A storage system can include a persistent storage medium to store data. A persistent storage medium is a storage medium that maintains data stored in the storage medium even if power to the system is lost or removed. For improved performance, the storage system can also include a write cache to temporarily store write data (associated with a write operation) that has not yet been written to the persistent storage medium. The write operation can be in response to a request from a remote requesting device. For improved performance, the storage system can send an acknowledgement of the write request to the requesting device after the write data has been stored to the write cache, but prior to storing the write data to the persistent storage medium.
Some implementations of the present disclosure are described with respect to the following figures.
A storage system can include a storage device or an arrangement of storage devices. In examples of storage systems that include multiple storage devices, the storage devices can be arranged as an array of storage devices, such as an array of disk drives or other types of storage devices, including solid state storage devices. Generally, the storage device(s) include persistent storage media.
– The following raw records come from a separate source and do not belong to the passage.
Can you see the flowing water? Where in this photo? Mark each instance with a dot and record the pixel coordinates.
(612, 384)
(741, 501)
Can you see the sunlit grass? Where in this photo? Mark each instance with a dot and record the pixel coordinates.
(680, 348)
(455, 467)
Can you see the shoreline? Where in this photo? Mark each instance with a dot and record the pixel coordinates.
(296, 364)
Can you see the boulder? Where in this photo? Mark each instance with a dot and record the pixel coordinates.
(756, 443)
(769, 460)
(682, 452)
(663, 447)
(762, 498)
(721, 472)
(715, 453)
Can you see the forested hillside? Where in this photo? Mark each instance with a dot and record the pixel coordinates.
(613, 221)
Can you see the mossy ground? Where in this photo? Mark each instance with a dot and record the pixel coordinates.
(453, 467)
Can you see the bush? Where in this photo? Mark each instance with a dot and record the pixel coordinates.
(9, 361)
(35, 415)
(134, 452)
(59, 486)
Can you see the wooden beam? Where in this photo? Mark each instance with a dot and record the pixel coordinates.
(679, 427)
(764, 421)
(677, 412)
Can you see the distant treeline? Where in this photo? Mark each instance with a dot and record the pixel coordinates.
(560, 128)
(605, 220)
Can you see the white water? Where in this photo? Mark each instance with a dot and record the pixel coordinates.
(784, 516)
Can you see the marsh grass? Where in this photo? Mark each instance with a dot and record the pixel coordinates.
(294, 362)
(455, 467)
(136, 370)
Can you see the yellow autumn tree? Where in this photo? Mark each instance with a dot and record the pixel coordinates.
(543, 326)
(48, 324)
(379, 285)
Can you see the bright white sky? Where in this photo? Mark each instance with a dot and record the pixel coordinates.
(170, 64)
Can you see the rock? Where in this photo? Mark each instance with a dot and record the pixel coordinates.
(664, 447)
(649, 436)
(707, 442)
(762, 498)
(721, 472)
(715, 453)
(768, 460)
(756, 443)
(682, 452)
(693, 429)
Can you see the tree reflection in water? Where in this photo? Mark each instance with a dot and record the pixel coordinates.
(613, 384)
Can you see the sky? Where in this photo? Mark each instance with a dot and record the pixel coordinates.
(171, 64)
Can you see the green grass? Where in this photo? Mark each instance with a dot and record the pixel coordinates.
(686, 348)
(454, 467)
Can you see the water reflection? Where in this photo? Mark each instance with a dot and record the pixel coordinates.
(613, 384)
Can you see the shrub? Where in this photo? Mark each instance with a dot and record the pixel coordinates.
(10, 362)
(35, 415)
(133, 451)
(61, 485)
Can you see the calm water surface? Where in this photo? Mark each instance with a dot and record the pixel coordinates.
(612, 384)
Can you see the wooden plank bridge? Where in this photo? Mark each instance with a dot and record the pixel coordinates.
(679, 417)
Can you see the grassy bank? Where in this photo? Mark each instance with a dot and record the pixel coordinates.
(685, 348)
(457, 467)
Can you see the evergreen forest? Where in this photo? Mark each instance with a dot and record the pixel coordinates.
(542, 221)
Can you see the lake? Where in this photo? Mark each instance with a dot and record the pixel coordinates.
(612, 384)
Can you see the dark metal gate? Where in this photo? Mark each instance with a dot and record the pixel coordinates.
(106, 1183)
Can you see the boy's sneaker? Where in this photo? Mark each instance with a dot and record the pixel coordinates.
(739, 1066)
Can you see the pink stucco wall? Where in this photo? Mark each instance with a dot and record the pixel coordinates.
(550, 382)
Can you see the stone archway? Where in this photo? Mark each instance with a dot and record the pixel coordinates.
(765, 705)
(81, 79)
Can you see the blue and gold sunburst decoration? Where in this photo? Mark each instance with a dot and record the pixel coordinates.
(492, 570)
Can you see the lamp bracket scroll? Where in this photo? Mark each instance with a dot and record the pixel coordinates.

In the ensuing discussion, reference is made to a “persistent storage medium” of a storage system, which can refer to either the persistent storage medium of one storage device, or the persistent storage media of multiple storage devices.
For improved throughput of the storage system, a write cache can be provided in the storage system. The write cache is used to temporarily store write data (as well as any metadata associated with the write data) for a write operation that is responsive to a write request received from a remote requesting device over a network. The storage system can send an acknowledgement of successful completion of the write request to the requesting device over the network, even if the write data and associated metadata for the write request have not yet been written to a persistent storage medium. By not having to wait until the write data (and any associated metadata) is written to the persistent storage medium before the acknowledgment is sent to the requesting device, the storage system can provide the acknowledgment to the requesting device more quickly to provide an appearance of faster operation of the storage system.
The write cache can be implemented with a memory, such as a dynamic random access memory (DRAM), a static random access memory (SRAM), or other type of memory, that has an access speed that is greater than an access speed of the persistent storage medium of the storage system. Generally, a DRAM or SRAM is a volatile memory that can lose data stored in the memory if power is removed from the memory. Thus, if the storage system including a write cache implemented with volatile memory were to lose power unexpectedly, then the content of the write cache can be lost, which can result in a data inconsistency condition since an acknowledgement of successful completion of a write request has already been sent to the requesting device even though write data associated with the write request has not yet been stored in the persistent storage medium of the storage system. In such a scenario, the requesting device expects the write data for the write request to be persistently stored in the storage system, even though such data is lost if the content of the write cache in the storage system is lost.
To address the issue of lost data when power is unexpectedly lost in a storage system, a power backup arrangement can be provided at the storage system. The power backup arrangement includes a backup power source and any associated component(s) that is (are) used to provide temporary power for some time duration to allow the content of a write cache to be preserved in case of loss of power to the storage system.
Different storage systems (such as different generations of storage systems or different versions of storage systems) may employ different types of power backup arrangements. For example, a first type of storage system can use a first type of power backup arrangement in which the backup power source is to supply power to a first memory (which can be volatile memory) but not to certain other components of the system, such as a processor and possibly another memory in the system. Using a backup power source to supply power to the volatile memory effectively provides a non-volatile memory (the combination of the backup power source and the volatile memory constitutes the non-volatile memory), since the backup power source can be used to temporarily provide power to the volatile memory to prevent the volatile memory from losing its data so long as the backup power source is able to continue to supply power to the volatile memory.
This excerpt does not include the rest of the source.